Valverde and his colleagues were also surprised to find that cells possessed a “memory” of their exposure to viscous conditions: Human breast cancer cells cultured for six days in high-viscosity media and then switched to watery conditions retained their speedy movement relative to cells that had been in the less-viscous solution the whole time. Similarly, breast cancer cells incubated in a sticky medium and injected into mice metastasized more widely than those pretreated in a low-viscosity solution. The cells pretreated with high-viscosity medium also moved more rapidly in zebrafish and quickly migrated out of the bloodstream in chick embryos.

The development of this “memory” appears to be dependent on TRPV4. Cells incubated for six days in a viscous solution, but that did not express the ion channel, formed fewer tumor colonies in mice than cells with functional channels that had been treated in the same way. This suggests that without the channel, pretreatment did not affect their speed within the animals.

See “Harboring Hard and Soft Cells Lets Tumors Grow and Metastasize Simultaneously

The findings point to TRPV4 as a potential target for blocking cancer metastasis, says Valverde. “Animal knockouts for the TRPV4 channels develop normally,” he says, suggesting that healthy cells may not depend on rapid migration through viscous fluids—in which case, a therapy targeting TRPV4 might not cause significant side effects. Indeed, compared to healthy cells, the fluid surrounding tumor cells has a higher viscosity due to tumors’ tendency to degrade surrounding tissue and block lymphatic vessels. But figuring out the role—if any—that the pathway plays in normal cells is a “question that we need to address,” says study coauthor Konstantinos Konstantopoulos, a biomolecular engineer at Johns Hopkins University.

However, the findings should be interpreted with caution, says cancer biologist Jacky Goetz of INSERM in Strasbourg, France, who was not involved in the study but reviewed the manuscript for Nature. Just because cells move faster in thicker solutions doesn’t necessarily mean they are more likely to form secondary cancers, he says; tumor metastasis is a “very complex event which involves a long series of steps, some of which are independent of migration.”

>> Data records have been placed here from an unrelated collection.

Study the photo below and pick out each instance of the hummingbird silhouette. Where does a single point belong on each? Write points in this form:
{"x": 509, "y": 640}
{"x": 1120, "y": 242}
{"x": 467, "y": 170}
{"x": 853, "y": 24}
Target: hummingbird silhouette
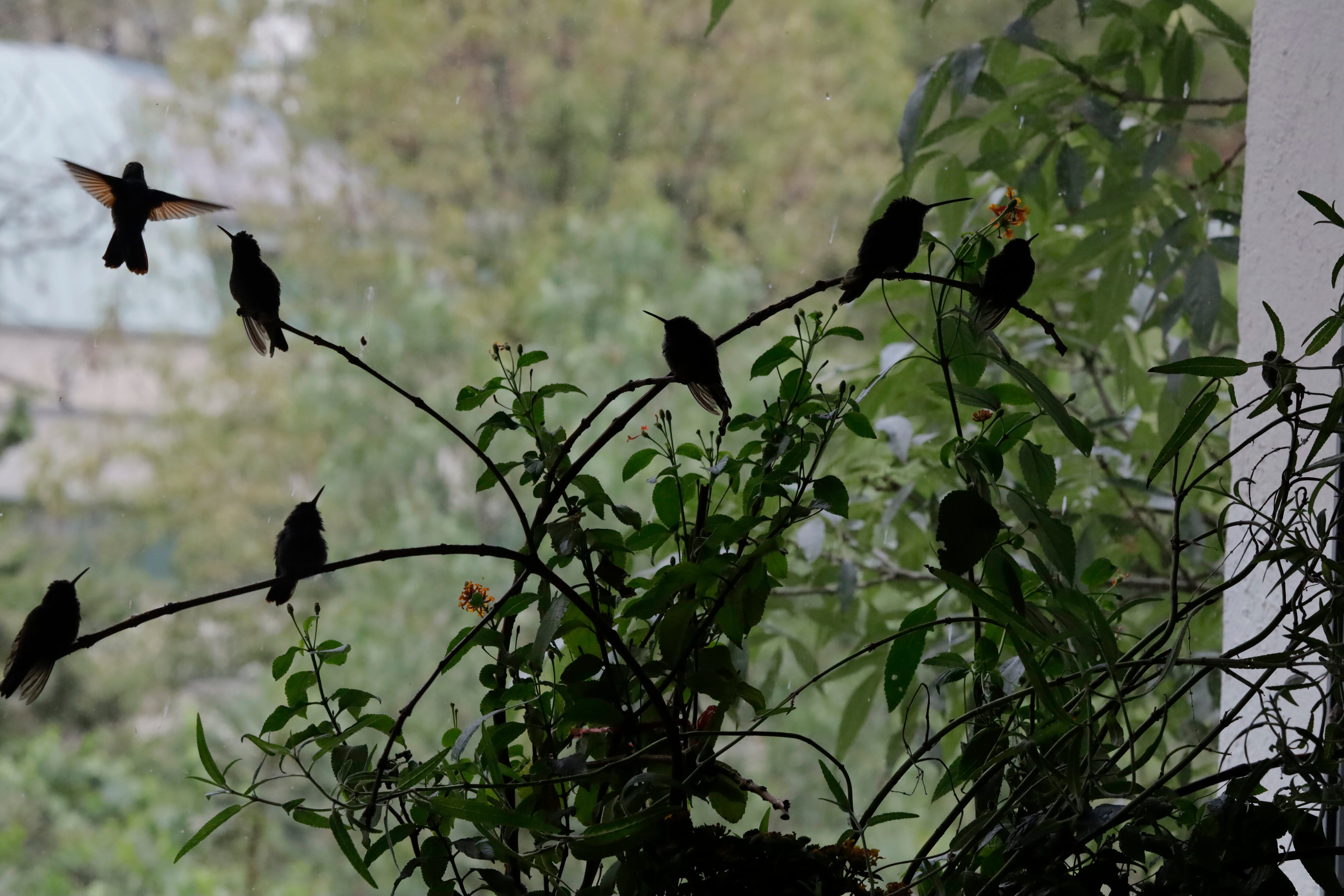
{"x": 694, "y": 359}
{"x": 1007, "y": 279}
{"x": 46, "y": 636}
{"x": 257, "y": 292}
{"x": 300, "y": 549}
{"x": 134, "y": 204}
{"x": 890, "y": 242}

Whether or not they are directly applicable in medicine, the findings may lead to changes in cell-based cancer research. “The vast majority of research performed in cell culture uses media with viscosities close to water,” says Konstantopoulos. Using media with a similar viscosity to bodily fluids may help to identify metastasis-blocking drug targets that could otherwise be missed, he says. Andrew Holle, a cancer bioengineer at the National University of Singapore who also reviewed the study for Nature, agrees. “Our goal as cancer researchers is to recapitulate the extracellular environment as closely as we can,” and media viscosity might be another factor to consider, he says.